Ein Träger, viele Einrichtungen.
Ab der zweiten Einrichtung entsteht ein Problem, das keine Fachsoftware für Einzeleinrichtungen löst: Jede Einrichtung führt ihre eigenen Zahlen, und die Leitung baut sich den Überblick am Monatsende in einer Tabelle zusammen. KoJu24 bildet die Trägerstruktur selbst ab – und beantwortet die Frage nach dem Gesamtbild aus den laufenden Daten.
Was mit der zweiten Einrichtung anders wird
Solange eine Einrichtung allein steht, reicht jede Software, die Fälle und Dienste verwaltet. Sobald ein Träger mehrere Einrichtungen betreibt, verschiebt sich die eigentliche Arbeit auf eine Ebene darüber: Wie ist die Belegung im Verbund? Welche Einrichtung trägt sich, welche nicht? Wie steht die Fachkraftquote wo? Welcher Kostenträger macht welchen Anteil aus?
Diese Fragen sind nicht schwer zu beantworten – sie sind nur teuer, wenn die Daten in getrennten Systemen oder in getrennten Mandanten liegen. Dann entsteht jeden Monat dieselbe manuelle Arbeit: exportieren, zusammenführen, vereinheitlichen, und am Ende eine Zahl präsentieren, für die niemand mehr die Herleitung kennt.
Wie KoJu24 die Trägerstruktur abbildet
Einrichtungen unter einem Dach
Der Träger ist die Organisation, die Einrichtungen hängen darunter – mit eigener Unterstruktur, wenn Ihr Aufbau sie braucht. Alles in einer Instanz, statt in getrennten Mandanten.
Betriebserlaubnis je Einrichtung
Erlaubnis, Gültigkeit ab Datum und die zugrunde liegenden Rechtsgrundlagen liegen an der Einrichtung – nicht in einem Ordner im Leitungsbüro.
Plätze: Soll und Ist
Je Einrichtung ist die Platzzahl hinterlegt. Die tatsächliche Belegung wird nicht gepflegt, sondern aus den laufenden Zuordnungen ermittelt – taggenau gezählt und je Monat gemittelt.
Zuordnung mit Zeitraum
Klient:innen und Mitarbeitende sind Einrichtung und Gruppe mit Von-/Bis-Datum zugeordnet, ambulant oder stationär. Wechsel und Archivierung bleiben nachvollziehbar.
Abrechnung je Einrichtung
Der Rechnungslauf arbeitet einrichtungsbezogen: Leistungen werden der erbringenden Einrichtung zugeordnet, und ein Lauf über mehrere Einrichtungen trennt sie sauber. Bankverbindung und Steuerkonto liegen je Einrichtung in den Stammdaten.

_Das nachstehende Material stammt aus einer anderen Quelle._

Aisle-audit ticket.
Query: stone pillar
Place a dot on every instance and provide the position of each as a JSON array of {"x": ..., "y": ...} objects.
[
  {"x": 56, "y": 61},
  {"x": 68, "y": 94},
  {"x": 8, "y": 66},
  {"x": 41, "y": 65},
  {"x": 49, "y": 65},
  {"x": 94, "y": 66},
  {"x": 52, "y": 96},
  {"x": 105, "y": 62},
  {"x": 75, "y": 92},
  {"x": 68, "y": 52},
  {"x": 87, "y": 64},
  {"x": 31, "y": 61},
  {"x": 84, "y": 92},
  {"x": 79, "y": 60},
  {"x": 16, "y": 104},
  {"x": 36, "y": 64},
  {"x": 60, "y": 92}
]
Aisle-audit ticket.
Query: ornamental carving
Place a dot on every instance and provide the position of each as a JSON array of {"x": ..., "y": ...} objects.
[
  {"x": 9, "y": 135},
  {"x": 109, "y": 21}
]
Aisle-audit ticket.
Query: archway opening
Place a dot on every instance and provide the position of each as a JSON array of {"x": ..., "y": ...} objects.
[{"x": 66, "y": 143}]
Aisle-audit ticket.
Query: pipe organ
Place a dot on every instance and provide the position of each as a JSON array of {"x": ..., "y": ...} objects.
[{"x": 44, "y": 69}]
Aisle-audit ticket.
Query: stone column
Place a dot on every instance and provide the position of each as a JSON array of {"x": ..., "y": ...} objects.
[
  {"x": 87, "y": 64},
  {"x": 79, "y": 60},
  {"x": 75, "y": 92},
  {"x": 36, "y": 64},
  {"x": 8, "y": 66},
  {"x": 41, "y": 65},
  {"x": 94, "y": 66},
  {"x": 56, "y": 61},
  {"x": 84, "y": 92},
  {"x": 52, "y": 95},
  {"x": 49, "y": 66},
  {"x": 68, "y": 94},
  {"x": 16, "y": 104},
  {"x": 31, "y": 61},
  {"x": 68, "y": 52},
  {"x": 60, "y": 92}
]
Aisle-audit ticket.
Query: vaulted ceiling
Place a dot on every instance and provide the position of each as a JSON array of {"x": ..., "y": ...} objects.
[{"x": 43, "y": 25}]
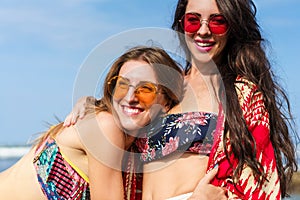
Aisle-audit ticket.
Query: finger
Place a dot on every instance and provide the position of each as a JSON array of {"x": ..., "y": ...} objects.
[
  {"x": 81, "y": 113},
  {"x": 210, "y": 175},
  {"x": 74, "y": 118},
  {"x": 67, "y": 121}
]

Auswertungen über alle Einrichtungen
Kennzahlen lassen sich filtern, gruppieren und summieren – nach Einrichtung, Zeitraum oder Merkmal, inklusive archivierter Fälle, wenn die Frage es verlangt.
Fragen, die aus den laufenden Daten beantwortet werden
Ohne dass jemand dafür exportiert oder eine Tabelle pflegt:
Rechte: gemeinsame Datenbasis, getrennte Sicht
Eine gemeinsame Instanz heißt nicht, dass alle alles sehen. Die Rechte werden je Rolle vergeben und wirken auf zwei Ebenen: Welche Bereiche jemand überhaupt öffnen darf – Lesen, Anlegen, Ändern, Löschen je Modul – und welche Fälle darin sichtbar sind. Eine Fachkraft lässt sich so auf die Fälle beschränken, für die sie zuständig ist, während Verwaltung und Geschäftsführung den Gesamtblick behalten. Anlegen, Ändern, Löschen, Exporte und Downloads werden protokolliert.

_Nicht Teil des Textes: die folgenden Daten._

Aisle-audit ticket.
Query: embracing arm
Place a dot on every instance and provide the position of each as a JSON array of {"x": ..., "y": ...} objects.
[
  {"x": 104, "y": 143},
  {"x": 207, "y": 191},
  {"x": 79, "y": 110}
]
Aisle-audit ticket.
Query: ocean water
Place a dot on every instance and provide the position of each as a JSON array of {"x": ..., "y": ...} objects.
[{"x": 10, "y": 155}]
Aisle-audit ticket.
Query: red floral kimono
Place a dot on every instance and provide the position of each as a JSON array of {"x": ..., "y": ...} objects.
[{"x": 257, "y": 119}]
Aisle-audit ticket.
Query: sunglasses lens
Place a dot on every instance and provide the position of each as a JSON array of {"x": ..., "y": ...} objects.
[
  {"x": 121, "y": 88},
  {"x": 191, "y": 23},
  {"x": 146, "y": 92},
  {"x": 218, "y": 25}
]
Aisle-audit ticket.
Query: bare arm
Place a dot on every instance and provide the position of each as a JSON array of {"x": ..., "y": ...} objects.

Das ist der eigentliche Unterschied zur Sammelmappe aus Einzelsystemen: Die Trägersicht entsteht nicht dadurch, dass jemand Daten zusammenträgt, sondern dadurch, dass jemand die Berechtigung hat, sie zusammen zu sehen.
Auch über Trägergrenzen hinweg
Wird eine Person von mehreren Einrichtungen betreut – auch wenn diese zu verschiedenen Gesellschaften gehören –, lässt sich das abbilden: Mehrfachzuordnungen einer Klientin oder eines Klienten sind als Einstellung freischaltbar. Ohne diese Freischaltung gilt der Regelfall, dass eine neue Zuordnung die vorherige beendet und archiviert. Was gleichzeitig laufen darf, entscheiden also Sie – nicht die Software.

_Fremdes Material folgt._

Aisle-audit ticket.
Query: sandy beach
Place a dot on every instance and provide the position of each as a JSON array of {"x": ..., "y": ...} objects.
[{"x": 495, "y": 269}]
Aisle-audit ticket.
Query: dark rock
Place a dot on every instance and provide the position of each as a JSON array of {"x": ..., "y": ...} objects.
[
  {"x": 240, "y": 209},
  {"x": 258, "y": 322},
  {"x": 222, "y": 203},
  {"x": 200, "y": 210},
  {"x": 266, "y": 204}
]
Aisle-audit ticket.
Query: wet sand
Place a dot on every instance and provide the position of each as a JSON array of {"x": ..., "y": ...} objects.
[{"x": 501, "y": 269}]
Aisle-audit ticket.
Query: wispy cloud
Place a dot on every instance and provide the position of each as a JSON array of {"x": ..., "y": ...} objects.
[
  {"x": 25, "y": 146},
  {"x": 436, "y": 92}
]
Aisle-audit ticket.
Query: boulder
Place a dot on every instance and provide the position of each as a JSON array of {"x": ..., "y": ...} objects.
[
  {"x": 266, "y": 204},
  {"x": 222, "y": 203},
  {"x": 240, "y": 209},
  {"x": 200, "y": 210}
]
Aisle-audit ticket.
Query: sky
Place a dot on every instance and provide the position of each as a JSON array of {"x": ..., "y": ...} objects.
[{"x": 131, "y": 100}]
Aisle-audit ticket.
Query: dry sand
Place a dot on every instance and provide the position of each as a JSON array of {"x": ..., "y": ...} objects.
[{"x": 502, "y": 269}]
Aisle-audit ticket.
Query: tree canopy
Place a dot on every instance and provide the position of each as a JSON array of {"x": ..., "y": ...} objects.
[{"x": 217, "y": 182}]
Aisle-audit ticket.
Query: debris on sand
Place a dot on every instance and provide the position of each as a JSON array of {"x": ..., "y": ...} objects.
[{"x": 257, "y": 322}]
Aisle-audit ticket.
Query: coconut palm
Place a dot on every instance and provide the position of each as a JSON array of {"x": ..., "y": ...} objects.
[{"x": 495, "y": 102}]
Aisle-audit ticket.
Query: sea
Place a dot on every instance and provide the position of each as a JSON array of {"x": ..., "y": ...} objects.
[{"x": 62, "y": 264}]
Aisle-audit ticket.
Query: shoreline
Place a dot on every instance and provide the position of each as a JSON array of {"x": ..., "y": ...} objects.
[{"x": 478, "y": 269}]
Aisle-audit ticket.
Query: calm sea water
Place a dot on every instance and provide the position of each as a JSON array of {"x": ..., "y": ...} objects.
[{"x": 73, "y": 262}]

Wie ein Umstieg mit mehreren Einrichtungen läuft
Struktur aufnehmen
Wir bilden Ihren Aufbau ab: Träger, Einrichtungen, Gruppen, Rechtsgrundlagen, Kostenträger und die Rollen, die es bei Ihnen tatsächlich gibt.
Einrichtung für Einrichtung starten
Der Umstieg läuft nicht als Stichtag für den ganzen Träger, sondern gestaffelt. Die erste Einrichtung ist die Referenz, an der Ihre Abläufe geschärft werden.
Bestandsdaten übernehmen
Vorhandene Daten werden im begleiteten Onboarding gemeinsam übernommen – ohne Bruch im laufenden Betrieb.
Auswertungen aufsetzen
Erst wenn Daten laufen, entstehen die Kennzahlen, die die Leitung wirklich braucht. Die Auswertungen werden auf Ihre Fragen konfiguriert, nicht auf einen Standardbericht.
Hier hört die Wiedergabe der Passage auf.